Je me jouerais de la dévote vertu
Dans l’abstraction nous serions nus

… Il n’eut été plus doux que ta peau de satin.
Ton corps eut frémi de mille amoureux larcins.
Tant de fois je brûlai de pécher avec toi à Cythère.
En matière, nul doute, nous aurions fait affaire…

… Le temps passe, se targue de mon affable désir.
Sans vergogne, il s’approprie l’âme que je veux chérir.
Thanatos, je t’en conjure, coule en moi ta déchirure.
En ténèbres, il est dit que les songes perdurent …

1.8.05

Utopique exposé de l'affection



Je me focalise sur ce miroir,
il m’éclabousse d’images qui défilent à la vitesse de l’éclair.
Ma main ne peut suivre l’envolée.
Comme les roseaux se nouent au vent,
mes doigts se tordent à l’écriture.
L’encre de mon stylo crache le sang de mes artères trop tendues.
Tentions de l’instinct,
laissant ici et là une grosse tache volée à toutes mes confusions.

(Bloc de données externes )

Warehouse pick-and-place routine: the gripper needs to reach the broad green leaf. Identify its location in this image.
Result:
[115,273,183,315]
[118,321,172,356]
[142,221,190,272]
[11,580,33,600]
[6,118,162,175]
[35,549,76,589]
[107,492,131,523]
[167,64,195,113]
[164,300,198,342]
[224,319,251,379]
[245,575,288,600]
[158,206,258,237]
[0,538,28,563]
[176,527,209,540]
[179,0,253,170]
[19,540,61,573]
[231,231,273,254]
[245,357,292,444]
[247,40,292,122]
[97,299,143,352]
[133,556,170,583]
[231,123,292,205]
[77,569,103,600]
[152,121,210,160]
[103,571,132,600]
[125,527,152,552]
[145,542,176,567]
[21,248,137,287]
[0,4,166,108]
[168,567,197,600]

Le crissement de la bille sur le papier désespérément vierge
empêche la concentration de s’investir,
me rappelle la craie sur le tableau sombre
que le maître de classe blanchissait de mots que j’ignorais.
Cette ignorance me rattrape,
dès qu’une furtive pensée enfleure tes courbes,
je n’ai pas appris l’alphabet de ton corps,
la paraphrase est vaine.

Sensation singulière de mes cheveux qui ne sont plus,
qui pourtant se redressent,
j’entends leurs plaintes à pousser trop vite, trop fort,
à couvrir mon corps veineux,
que la honte cache au passant voyeur
Je ne serai décidément jamais l’interprète de l’effusion,
pas plus que de la démence des sens …

Pourtant j’aimerais l’écrire,
te décrire,
t’inscrire,
pour ne pas oublier …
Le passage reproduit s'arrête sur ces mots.